I have a function $f \in \mathcal S({\mathbb R^d})$, where $\mathcal S(\cdot)$ denote the Schwartz Space. In this case, the fourier transform of $f$: $$ \hat f (x) = \int_{\mathbb {R}^d} e^{i \langle t,x\rangle } f(t)\mathrm dt $$ can uniquely decide $f$.
My question is, can we bound $\| f\|_1$ using some term of $\| \hat f\|_1$, like $$\| f\|_1 \leq C \|\hat f\|_1$$Here $\| \cdot \|_1$ is the L1 norm, i.e. $\|f\|_1 = \int_{\mathbb R^d} |f|$.

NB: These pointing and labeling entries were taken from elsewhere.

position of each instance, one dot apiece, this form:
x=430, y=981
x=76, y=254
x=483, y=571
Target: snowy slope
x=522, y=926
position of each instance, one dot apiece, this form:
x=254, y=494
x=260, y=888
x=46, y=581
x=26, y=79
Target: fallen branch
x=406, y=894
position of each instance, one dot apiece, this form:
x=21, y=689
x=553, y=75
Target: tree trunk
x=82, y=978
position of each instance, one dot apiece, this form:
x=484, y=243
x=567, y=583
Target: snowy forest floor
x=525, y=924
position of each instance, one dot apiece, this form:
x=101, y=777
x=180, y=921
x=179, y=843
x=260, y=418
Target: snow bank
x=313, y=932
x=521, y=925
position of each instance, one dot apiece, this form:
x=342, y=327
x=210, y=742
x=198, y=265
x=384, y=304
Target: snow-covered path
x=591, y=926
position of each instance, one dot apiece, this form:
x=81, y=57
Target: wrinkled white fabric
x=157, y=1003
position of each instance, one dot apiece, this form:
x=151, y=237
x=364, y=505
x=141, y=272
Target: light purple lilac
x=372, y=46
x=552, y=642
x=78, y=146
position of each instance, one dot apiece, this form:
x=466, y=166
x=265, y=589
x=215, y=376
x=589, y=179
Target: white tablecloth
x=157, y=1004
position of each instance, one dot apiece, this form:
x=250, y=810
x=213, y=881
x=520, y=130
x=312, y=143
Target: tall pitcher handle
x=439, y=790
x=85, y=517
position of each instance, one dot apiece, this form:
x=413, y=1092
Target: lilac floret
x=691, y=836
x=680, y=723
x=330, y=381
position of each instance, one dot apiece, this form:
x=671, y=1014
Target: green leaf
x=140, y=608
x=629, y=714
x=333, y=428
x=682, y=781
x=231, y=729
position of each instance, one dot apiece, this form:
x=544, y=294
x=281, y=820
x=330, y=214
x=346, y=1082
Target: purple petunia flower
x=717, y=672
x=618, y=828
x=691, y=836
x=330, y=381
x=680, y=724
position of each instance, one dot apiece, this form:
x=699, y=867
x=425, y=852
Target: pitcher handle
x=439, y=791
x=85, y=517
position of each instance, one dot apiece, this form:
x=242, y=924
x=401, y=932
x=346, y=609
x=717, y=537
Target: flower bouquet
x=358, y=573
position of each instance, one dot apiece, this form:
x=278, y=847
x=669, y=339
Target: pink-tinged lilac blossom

If not, can we have a weaker result: there exists a small positive $\epsilon$, s.t. if $\| \hat f\|_1\leq \epsilon$, then $$\|f\|_1 \leq C \epsilon.$$ I think it might be true since when $\epsilon = 0$, the statement holds.
The map $\hat{f} \mapsto f$ is linear so the two things you asked for are equivalent. (A linear map is bounded if and only if it's continuous at zero.)
The bound $\|f\|_{1} \leq C \|\hat{f}\|_{1}$ can't be true. First, notice that this is true if and only if we have $\|\hat{g}\|_{1} \leq C \|g\|_{1}$ for Schwartz $g$. The reason is $\check{f}$ equals $\hat{f}$ up to a reflection (which leaves the $L^{1}$ norm unchanged), and $f \mapsto \hat{f}$ is a bijection on the Schwartz space. ($\check{f}$ is the inverse Fourier transform.)
Now the problem is we can't have a bound like $\|\hat{g}\|_{1} \leq C \|g\|_{1}$ --- even assuming it only holds in the Schwartz space. To see this, observe that if we take $g_{\epsilon}(x) = (2 \pi \epsilon)^{-\frac{d}{2}} \exp(-\|x\|^{2}/2\epsilon)$, which is a Schwartz function, then $\|g_{\epsilon}\|_{1} = 1$ while $\hat{g}_{\epsilon}(\xi) = \exp(- 2 \epsilon \|\xi\|^{2})$ and $\|\hat{g}_{\epsilon}\|_{L^{1}(\mathbb{R}^{d})} \to \infty$ as $\epsilon \to 0^{+}$.